Par un mémoire en défense, enregistré le 28 novembre 2025, le préfet de la Seine-Saint-Denis conclut au rejet de la requête.
Il soutient que les moyens soulevés par M. F… ne sont pas fondés.
Le directeur général de l’Office français de l’immigration et de l’intégration a produit des observations, enregistrées le 12 août 2025.
M. F… a été admis au bénéfice de l’aide juridictionnelle totale par décision du 30 septembre 2025.
Par un courrier du 9 mars 2026, les parties ont été informées, en application des dispositions de l’article R. 611-7 du code de justice administrative, de ce que le jugement était susceptible d’être fondé sur un moyen relevé d’office tiré de ce qu’il n’y pas lieu de statuer sur les conclusions aux fins d’annulation dirigées contre la décision portant obligation de quitter le territoire français dans un délai de trente jours dès lors que le préfet doit être regardé comme ayant implicitement mais nécessairement abrogé cette décision en délivrant, postérieurement au dépôt de la requête, une autorisation provisoire de séjour.
Vu les autres pièces du dossier.
Vu :
- la convention européenne de sauvegarde des droits de l’homme et des libertés fondamentales ;
- le code de l’entrée et du séjour des étrangers et du droit d’asile ;
- la loi n° 91-647 du 10 juillet 1991 ;
- le code de justice administrative.
La présidente de la formation de jugement a dispensé le rapporteur public, sur sa proposition, de prononcer des conclusions à l’audience.
Les parties ont été régulièrement averties du jour de l’audience.
Le rapport de Mme Syndique, première conseillère, a été entendu au cours de l’audience publique.
Considérant ce qui suit :
1. M. F…, ressortissant malien né le 4 juin 1986, est entré en France le 1er février 2017 selon ses déclarations. Titulaire d’un titre de séjour en qualité d’étranger malade valable jusqu’au 30 août 2024, il en a sollicité le renouvellement le 3 juin 2024. Par des décisions du 8 avril 2025, dont M. F… demande l’annulation, le préfet de la Seine-Saint-Denis a refusé de lui délivrer un titre de séjour et lui a fait obligation de quitter le territoire français dans un délai de trente jours.
Sur l’étendue du litige :
2. Il ressort des pièces du dossier que le préfet de la Seine-Saint-Denis a délivré à M. F… une autorisation provisoire de séjour valable du 28 octobre 2025 au 27 janvier 2026. Compte tenu de la délivrance de cette autorisation, l’autorité préfectorale doit être regardée comme ayant implicitement mais nécessairement abrogé les décisions du 8 avril 2025 portant obligation de quitter le territoire français dans un délai de trente jours. La délivrance de cette autorisation, devenue définitive, étant postérieure à l’introduction de la requête, les conclusions aux fins d’annulation dirigées contre les décisions abrogées portant obligation de quitter le territoire français dans un délai de trente jours sont dépourvues d’objet et il n’y a plus lieu d’y statuer.

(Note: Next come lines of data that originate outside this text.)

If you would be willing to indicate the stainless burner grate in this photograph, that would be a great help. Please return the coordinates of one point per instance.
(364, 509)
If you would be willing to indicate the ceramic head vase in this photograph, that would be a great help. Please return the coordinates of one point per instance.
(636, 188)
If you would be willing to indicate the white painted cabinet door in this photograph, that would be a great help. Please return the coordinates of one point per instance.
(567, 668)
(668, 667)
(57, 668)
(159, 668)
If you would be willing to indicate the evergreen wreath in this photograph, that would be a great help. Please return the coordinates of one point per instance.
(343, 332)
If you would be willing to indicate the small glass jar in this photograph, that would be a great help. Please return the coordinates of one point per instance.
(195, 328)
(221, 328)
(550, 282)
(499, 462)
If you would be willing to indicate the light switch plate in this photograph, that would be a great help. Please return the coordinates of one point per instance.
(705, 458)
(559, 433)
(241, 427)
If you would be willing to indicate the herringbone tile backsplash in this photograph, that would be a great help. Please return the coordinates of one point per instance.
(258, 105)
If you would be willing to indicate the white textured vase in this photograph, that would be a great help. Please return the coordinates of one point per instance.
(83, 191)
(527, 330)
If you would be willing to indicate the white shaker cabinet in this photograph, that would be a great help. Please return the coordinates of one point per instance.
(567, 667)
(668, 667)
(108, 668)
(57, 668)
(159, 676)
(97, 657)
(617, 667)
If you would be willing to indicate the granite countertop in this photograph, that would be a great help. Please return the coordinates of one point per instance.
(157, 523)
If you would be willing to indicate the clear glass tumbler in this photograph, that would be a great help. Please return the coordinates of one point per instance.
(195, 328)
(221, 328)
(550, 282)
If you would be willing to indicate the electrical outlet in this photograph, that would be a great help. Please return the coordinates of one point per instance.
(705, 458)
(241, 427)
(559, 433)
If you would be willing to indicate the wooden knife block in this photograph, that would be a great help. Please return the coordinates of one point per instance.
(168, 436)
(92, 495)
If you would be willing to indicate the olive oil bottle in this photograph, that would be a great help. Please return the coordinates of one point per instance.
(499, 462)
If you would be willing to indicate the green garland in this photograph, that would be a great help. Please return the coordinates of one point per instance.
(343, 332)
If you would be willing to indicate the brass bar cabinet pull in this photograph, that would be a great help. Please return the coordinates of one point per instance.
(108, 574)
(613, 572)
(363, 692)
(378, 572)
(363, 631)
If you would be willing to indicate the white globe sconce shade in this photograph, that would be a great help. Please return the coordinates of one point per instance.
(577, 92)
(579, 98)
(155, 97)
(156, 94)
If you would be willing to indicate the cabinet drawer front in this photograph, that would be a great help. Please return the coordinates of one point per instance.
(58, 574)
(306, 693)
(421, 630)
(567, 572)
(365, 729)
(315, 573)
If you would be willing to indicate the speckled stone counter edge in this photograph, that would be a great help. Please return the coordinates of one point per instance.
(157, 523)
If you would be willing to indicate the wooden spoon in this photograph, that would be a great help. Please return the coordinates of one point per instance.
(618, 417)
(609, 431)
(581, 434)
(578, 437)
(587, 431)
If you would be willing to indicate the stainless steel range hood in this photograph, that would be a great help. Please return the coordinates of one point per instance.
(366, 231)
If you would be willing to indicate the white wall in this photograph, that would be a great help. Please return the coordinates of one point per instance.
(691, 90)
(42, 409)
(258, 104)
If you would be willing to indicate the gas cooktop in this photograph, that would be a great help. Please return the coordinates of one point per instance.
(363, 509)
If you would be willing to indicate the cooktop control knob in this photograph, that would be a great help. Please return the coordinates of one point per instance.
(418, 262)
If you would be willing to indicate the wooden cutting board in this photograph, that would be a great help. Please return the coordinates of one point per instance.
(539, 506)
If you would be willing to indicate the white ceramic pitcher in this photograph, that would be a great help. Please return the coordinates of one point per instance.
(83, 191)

Sur les conclusions aux fins d’annulation de la décision portant refus de séjour :
3. En premier lieu, par un arrêté n° 2024-4152 du 25 novembre 2024, publié au recueil des actes administratifs de la préfecture de la Seine-Saint-Denis du même jour, le préfet de la Seine-Saint-Denis a donné délégation à Mme C… G…, sous-préfète du Raincy, signataire de l’arrêté attaqué, à l’effet de signer notamment tous arrêtés, décisions, actes et correspondances en toutes matières se rapportant à l’administration de l’arrondissement à l’exception de certains actes au nombre desquels ne figurent pas les décisions relatives à la situation et au séjour des étrangers. Par suite, le moyen tiré de l’incompétence de la signataire de la décision contestée doit être écarté.

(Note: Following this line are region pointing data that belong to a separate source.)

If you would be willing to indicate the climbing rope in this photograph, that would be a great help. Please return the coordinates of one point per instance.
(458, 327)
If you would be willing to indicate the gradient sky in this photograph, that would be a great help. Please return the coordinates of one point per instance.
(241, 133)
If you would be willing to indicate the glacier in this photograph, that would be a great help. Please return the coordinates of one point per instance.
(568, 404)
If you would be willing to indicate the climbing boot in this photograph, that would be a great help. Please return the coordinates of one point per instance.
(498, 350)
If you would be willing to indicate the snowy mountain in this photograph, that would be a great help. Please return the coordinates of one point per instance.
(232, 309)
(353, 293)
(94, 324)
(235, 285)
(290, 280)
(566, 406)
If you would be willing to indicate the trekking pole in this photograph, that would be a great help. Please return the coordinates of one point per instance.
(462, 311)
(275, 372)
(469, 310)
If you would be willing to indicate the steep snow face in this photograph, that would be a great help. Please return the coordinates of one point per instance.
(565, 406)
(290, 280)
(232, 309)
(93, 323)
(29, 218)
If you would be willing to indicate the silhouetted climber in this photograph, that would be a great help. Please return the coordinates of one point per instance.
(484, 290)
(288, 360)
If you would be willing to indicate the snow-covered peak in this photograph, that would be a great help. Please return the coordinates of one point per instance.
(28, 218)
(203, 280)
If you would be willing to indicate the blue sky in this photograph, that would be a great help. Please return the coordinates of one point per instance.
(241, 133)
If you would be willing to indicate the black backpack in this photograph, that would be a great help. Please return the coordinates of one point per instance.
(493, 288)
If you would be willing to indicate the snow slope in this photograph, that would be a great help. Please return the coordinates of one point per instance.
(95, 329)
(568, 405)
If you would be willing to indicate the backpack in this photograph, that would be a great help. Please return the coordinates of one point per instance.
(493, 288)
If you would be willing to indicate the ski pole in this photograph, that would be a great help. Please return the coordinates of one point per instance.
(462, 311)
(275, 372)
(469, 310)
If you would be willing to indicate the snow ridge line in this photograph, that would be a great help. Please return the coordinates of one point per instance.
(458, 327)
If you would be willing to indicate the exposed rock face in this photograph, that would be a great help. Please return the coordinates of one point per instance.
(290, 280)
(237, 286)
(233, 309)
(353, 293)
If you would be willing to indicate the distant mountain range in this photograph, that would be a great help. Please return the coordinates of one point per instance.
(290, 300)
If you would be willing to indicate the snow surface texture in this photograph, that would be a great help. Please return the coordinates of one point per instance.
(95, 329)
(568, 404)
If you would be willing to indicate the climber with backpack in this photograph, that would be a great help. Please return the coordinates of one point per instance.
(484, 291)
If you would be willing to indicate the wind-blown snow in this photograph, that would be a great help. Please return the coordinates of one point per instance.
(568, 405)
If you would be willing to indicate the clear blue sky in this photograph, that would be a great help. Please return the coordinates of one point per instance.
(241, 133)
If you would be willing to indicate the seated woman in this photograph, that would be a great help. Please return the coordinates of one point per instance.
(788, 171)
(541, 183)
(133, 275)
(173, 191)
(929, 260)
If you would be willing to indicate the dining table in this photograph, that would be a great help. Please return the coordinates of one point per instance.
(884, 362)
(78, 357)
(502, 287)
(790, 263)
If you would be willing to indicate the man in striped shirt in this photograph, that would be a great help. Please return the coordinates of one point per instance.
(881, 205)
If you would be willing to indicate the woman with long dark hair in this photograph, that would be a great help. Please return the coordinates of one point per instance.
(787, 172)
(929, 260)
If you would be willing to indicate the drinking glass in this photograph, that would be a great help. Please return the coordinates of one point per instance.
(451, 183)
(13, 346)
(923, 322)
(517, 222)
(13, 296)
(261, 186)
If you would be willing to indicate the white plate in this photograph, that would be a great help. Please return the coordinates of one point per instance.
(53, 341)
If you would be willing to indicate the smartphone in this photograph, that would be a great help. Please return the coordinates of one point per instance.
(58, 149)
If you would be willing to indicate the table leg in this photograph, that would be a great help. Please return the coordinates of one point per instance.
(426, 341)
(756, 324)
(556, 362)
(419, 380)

4. En deuxième lieu, la décision portant refus de titre de séjour énonce les considérations de droit et de fait qui en constituent le fondement. Par suite, le moyen tiré de l’insuffisance de motivation de cette décision doit être écarté.
5. En troisième lieu, aux termes de l’article L. 425-9 du code de l’entrée et du séjour des étrangers et du droit d’asile : « L’étranger, résidant habituellement en France, dont l’état de santé nécessite une prise en charge médicale dont le défaut pourrait avoir pour lui des conséquences d’une exceptionnelle gravité et qui, eu égard à l’offre de soins et aux caractéristiques du système de santé dans le pays dont il est originaire, ne pourrait pas y bénéficier effectivement d’un traitement approprié, se voit délivrer une carte de séjour temporaire portant la mention « vie privée et familiale » d’une durée d’un an. La condition prévue à l’article L. 412-1 n’est pas opposable. / La décision de délivrer cette carte de séjour est prise par l’autorité administrative après avis d’un collège de médecins du service médical de l’Office français de l’immigration et de l’intégration, dans des conditions définies par décret en Conseil d’Etat. (…) ». Aux termes de l’article R. 425-11 du même code : « (…) le préfet délivre la carte de séjour temporaire portant la mention « vie privée et familiale » au vu d’un avis émis par un collège de médecins à compétence nationale de l’Office français de l’immigration et de l’intégration. / L’avis est émis dans les conditions fixées par arrêté du ministre chargé de l’immigration et du ministre chargé de la santé au vu, d’une part, d’un rapport médical établi par un médecin de l’office et, d’autre part, des informations disponibles sur les possibilités de bénéficier effectivement d’un traitement approprié dans le pays d’origine de l’intéressé. (…) ». Aux termes de l’article R. 425-13 du même code : « Le collège à compétence nationale mentionné à l’article R. 425-12 est composé de trois médecins, il émet un avis dans les conditions de l’arrêté mentionné au premier alinéa du même article. La composition du collège et, le cas échéant, de ses formations est fixée par décision du directeur général de l’Office français de l’immigration et de l’intégration. Le médecin ayant établi le rapport médical ne siège pas au sein du collège. (…) ».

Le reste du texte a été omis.